DS2 puts so much effort into everything he does. Worked,really hard at school and in 6th form but never really got the grades he wanted or felt he deserved. He had a couple of disjointed years in uni during covid but motivated himself, made plans for his workload, never stopped putting the effort in. He graduated with a 1st, knows exactly what he wants to do and how to get it, worked full time in the nhs for a year and is soon off to London to do a masters degree which will enable him to achieve the level he wants to get to. He's already making plans for after the masters.

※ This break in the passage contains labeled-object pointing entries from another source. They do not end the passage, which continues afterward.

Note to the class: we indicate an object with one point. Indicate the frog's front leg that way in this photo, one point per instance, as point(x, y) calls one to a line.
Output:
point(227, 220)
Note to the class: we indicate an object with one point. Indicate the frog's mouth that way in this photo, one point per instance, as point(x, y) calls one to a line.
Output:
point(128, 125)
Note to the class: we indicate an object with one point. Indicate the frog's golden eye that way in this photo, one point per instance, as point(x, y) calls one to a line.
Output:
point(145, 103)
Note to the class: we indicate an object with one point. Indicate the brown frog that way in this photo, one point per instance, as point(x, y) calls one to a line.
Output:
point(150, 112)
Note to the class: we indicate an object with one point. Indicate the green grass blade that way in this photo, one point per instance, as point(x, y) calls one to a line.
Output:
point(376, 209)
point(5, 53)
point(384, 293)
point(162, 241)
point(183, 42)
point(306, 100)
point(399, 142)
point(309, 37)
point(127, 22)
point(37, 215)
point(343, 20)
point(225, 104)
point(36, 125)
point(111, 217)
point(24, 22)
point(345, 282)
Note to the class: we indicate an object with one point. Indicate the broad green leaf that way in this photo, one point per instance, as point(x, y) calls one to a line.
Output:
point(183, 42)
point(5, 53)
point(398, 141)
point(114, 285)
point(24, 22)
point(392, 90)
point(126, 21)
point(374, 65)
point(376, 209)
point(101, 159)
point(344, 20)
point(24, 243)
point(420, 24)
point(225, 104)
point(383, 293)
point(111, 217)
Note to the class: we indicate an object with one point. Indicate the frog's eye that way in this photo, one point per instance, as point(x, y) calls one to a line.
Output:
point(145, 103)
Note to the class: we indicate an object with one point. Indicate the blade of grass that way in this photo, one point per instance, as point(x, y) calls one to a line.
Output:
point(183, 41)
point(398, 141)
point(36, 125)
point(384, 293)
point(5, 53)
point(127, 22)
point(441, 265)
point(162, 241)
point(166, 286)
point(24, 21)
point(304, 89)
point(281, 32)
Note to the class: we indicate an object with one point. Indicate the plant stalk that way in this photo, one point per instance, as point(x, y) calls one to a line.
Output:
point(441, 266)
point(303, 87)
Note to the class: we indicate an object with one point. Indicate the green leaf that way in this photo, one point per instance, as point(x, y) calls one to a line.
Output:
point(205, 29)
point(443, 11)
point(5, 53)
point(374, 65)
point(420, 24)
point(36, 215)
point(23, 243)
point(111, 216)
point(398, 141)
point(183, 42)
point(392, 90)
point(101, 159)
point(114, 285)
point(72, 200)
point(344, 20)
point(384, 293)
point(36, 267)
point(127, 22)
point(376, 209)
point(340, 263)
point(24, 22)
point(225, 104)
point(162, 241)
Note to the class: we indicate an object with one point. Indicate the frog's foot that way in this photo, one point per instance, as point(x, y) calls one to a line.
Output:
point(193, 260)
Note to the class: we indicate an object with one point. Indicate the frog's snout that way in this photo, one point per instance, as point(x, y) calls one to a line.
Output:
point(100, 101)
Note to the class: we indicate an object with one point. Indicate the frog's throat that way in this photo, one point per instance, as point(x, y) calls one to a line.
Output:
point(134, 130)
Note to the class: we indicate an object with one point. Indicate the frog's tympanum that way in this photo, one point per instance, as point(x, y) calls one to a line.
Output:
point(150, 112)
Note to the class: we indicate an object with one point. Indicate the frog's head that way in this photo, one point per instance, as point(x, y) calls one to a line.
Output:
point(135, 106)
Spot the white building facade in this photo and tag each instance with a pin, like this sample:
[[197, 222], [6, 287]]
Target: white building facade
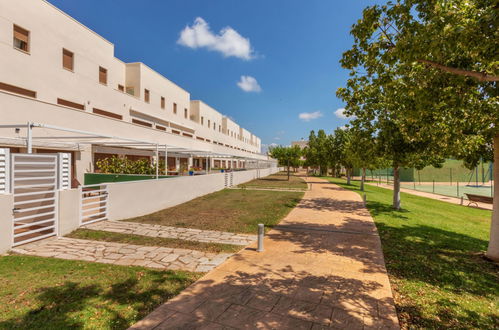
[[56, 71]]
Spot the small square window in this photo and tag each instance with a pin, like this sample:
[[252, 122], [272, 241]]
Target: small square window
[[103, 75], [67, 59], [21, 38]]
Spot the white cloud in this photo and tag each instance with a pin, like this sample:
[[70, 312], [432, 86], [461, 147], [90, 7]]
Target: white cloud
[[249, 84], [228, 41], [308, 116], [340, 113]]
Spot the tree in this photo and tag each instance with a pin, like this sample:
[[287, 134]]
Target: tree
[[317, 151], [287, 156], [435, 66]]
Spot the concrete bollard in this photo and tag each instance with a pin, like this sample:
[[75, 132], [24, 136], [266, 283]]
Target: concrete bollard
[[261, 232]]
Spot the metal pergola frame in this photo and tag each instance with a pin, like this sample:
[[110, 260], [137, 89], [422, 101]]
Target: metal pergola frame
[[121, 142]]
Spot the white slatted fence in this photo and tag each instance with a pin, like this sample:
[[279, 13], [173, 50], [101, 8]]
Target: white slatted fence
[[34, 186], [93, 203]]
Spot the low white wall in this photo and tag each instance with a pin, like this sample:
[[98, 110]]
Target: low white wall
[[137, 198], [69, 211], [6, 222]]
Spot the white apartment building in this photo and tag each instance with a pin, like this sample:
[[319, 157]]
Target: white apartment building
[[56, 71]]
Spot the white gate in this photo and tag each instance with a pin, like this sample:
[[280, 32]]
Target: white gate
[[34, 183], [93, 203]]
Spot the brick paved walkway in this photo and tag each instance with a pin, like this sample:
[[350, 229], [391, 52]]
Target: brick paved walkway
[[322, 268], [123, 254], [145, 229]]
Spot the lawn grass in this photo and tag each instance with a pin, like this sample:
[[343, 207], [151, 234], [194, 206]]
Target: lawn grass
[[237, 211], [277, 180], [434, 257], [106, 236], [47, 293]]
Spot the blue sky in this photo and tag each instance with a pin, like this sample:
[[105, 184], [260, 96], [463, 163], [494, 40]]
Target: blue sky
[[291, 48]]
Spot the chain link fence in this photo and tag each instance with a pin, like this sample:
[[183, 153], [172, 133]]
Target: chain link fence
[[453, 179]]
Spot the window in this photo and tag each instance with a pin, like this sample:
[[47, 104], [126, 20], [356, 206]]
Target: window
[[71, 104], [17, 90], [67, 59], [21, 38], [107, 113], [103, 75]]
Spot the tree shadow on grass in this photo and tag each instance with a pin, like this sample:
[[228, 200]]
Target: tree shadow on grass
[[68, 306]]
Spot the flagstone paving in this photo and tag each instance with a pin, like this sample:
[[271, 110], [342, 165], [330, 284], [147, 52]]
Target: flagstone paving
[[123, 254], [189, 234], [322, 267]]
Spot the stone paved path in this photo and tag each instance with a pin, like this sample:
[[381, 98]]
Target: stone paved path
[[123, 254], [207, 236], [322, 268]]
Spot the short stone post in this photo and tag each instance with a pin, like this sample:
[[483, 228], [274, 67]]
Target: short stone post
[[261, 232]]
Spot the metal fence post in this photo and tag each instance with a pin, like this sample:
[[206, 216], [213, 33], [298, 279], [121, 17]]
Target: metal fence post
[[261, 232]]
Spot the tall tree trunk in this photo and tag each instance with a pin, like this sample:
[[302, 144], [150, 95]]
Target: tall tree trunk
[[396, 188], [363, 179], [493, 250]]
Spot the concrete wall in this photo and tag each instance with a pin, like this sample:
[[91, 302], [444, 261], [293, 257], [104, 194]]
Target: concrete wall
[[41, 71], [132, 199], [69, 211], [6, 206]]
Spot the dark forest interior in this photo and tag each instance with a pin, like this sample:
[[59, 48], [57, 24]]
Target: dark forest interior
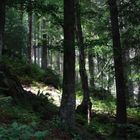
[[69, 70]]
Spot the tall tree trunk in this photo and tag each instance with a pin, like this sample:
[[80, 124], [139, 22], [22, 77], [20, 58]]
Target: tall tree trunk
[[44, 53], [85, 106], [121, 115], [2, 24], [68, 102], [91, 69], [30, 22]]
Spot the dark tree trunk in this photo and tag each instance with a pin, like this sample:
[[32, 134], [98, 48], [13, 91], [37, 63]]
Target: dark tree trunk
[[30, 22], [44, 53], [91, 69], [127, 72], [85, 106], [121, 116], [2, 24], [68, 103], [34, 47]]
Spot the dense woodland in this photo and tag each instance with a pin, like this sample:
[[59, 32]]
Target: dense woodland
[[69, 69]]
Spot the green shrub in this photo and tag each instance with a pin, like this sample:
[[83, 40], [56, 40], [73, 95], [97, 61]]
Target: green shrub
[[29, 73], [18, 131]]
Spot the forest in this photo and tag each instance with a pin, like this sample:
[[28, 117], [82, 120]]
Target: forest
[[69, 69]]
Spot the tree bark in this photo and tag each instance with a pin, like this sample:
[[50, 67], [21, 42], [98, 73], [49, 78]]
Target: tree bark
[[121, 115], [2, 24], [85, 106], [30, 22], [91, 69], [68, 103], [44, 53]]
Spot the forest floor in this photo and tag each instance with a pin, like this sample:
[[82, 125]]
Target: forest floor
[[24, 122]]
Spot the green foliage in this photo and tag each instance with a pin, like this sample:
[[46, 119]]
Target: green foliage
[[18, 131], [15, 34], [52, 78], [29, 73]]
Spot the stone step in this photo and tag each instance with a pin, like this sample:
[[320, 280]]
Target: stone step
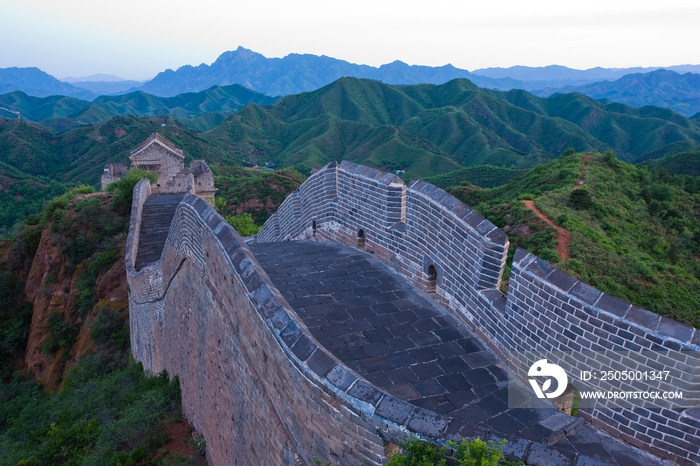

But he puts a lot of pressure on himself to succeed, he is self motivated, insanely independent, pays his way and is relentless in his pursuit of his goals.

They are both NT, neither have had any trauma in their lives, we are a calm, chilled household in leafy suburbia. They are just extremely different people, chalk and cheese would be too close for them.

I encourage, praise, help when requested, but essentially they will do,what they do in their own time. It's ok to be happy 'plodding along'. Most people find something they like eventually, very few have clear goals and expectations right from the start.

They sound like lovely young men.

dayswithaY · 07/07/2023 19:39

Raising children has changed a lot, when I was growing up in the 1980s no one’s parents cared too much about what we were up to, I think we had maybe one parents evening a year. You were just expected to turn up, take your exams and get a job.

Now people are so competitive, pretty much everyone has a kid who is a genius, gifted at sports, beautiful, unusual, praised by teachers, welcomed by universities, sought after by employers.

It’s just bullshit to make insecure parents feel superior. Your kids sound lovely, most of us are average aren’t we?